Are you ready to enter into a new mind-space or state of mind? Here comes the phenomenology you have been eagerly anticipating.
The question was posed and rightly put in earlier writings in this series: Is it possible to think more than one thought at any one moment in time or in any instant of reality? It was decided, after a thorough exploration of the subject that it would be impossible for two thoughts to occur at the same moment in the same brain. Is this correct? Let us postulate that one is always thinking many thoughts, albeit on different levels of consciousness. But it is more than this and greater than that.
While one may actively processing a thought in one’s brain, other parts of the brain are functioning to ensure that one’s heart is beating and that blood is circulating and other areas of the brain are focused on the constant processes of the nervous system. Electrical impulses are constantly being sent from the brain through nerves to maintain cellular life. We will agree that it is certainly possible and in fact likely that at all times there are numerous thought processes continuously at work in any properly functioning brain.
Let us venture further into exploration of simultaneous occurrences. Is it possible for more than one event to happen at the same instant to the same person? While there may certainly be components of events that play out within a event setting and which are experienced by a person, only one event make take place at once to any one person in any instant in reality. We would not consider that a person could eat steak at their favorite restaurant in one part of the world and simultaneously be eating ice cream in another location. This would be an illogical assumption that would border on madness – not to mention the impossibility of such a situation from the realm of physics.
If any two events happened to the same person in two separate locations would this process not cause a paradigm shift of reality as we know it be? Moreover, a person cannot be said to exist in more than one moment in time. One may not be living in a future yet to be created or a past that has already existed. One must therefore, be only living in one’s mind and in reality in the current time, currently observable space and experiencing events that evidently present.
These claims do not purport to ignore mental illnesses; including depression or personality disorders, which may overcome one’s mind and one’s sense of self. One could reminisce, review the past and even live there in one’s thoughts. But is this a correct postulation? No. It is absurd and impossible. If one is physically present in the current time in the history or reality on the set day on the calendar that is before oneself, which is properly reflective of the right date, then one cannot in anyway be anywhere else in time or space. If one is imaging that one is able to live in a prior moment, then one is fooling oneself and not actually reliving or recalling that moment to one’s conscious awareness. Rather one is conjuring up in one’s mind a false construct of the past based on one’s current mindset, all the while incorporating into images and perspectives that are not real or true.
If one is here and now, then one cannot be there and then. Is this claim correct? Where is there and then? That’s right it does not exist anymore, if it ever really did as one remembers it to have been. Unless one took a picture or captured on video a scene or series of scenes, then solely from one’s memory one cannot know something to really have been as one now imagines it to be in the current reality of history.
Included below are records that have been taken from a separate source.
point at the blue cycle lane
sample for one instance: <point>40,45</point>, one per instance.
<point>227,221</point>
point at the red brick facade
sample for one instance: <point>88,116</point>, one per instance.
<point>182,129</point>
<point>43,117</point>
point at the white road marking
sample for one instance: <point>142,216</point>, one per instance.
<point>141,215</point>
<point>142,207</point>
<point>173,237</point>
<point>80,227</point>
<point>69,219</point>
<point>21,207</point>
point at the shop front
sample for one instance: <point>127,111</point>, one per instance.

It may seem that one’s recollection is accurate, even as one compares notes with someone else and reminisces about the joint experiences of the past. This recollection is a process of re-collecting thoughts that are bound up and connected with other emotions, experiences feelings and thoughts. When one reorders all of these components to seemingly recreate a memory, one is really recreating a history that likely never existed and is instead a conjuring of one’s imagination. There may be some accuracy when seeming to remember an event or experience, but the recollection process incorporates so many subcomponents that one not be sure that the thought is really a memory.
Could we not postulate that each time one seems to remember something that one is also altering the memory of it? Each time one recalls the thought it is somehow different. Components of the scene vary to increasing degrees and levels as one strives to focus the memory. To solidify this final part of the dialogue let us surmise by saying that any two people will not recall the exact same experience the same way and will not recollect the same details of the event. What is the reason for the certain discrepancy of each person’s seemingly clear memory? It may be like we considered earlier in this discussion – which feelings and emotions about the event will vary from person to person, therefore so will the recollection of the history or reality, which we term as memory.
To function at the maximum of your capacity, while utilizing the fullest of your capabilities to your ultimate potential, you need to think in the now and be present in the time wherein you believe you currently exist. By thinking in the moment of now you will be able to live in the now and likewise act in the present. You are surely where your minds-eye is focused. Project it into the future and slide forth from the current into the reality of the future you want to create. If you can imagine your future goals, then perhaps your brain will fill in the gaps of the specifics to ensure you are able to achieve what you believe you already have accomplished. Perhaps it is just a matter of seeing what you know yourself to be and believing that you will become who know you are in a reality that in constantly be created.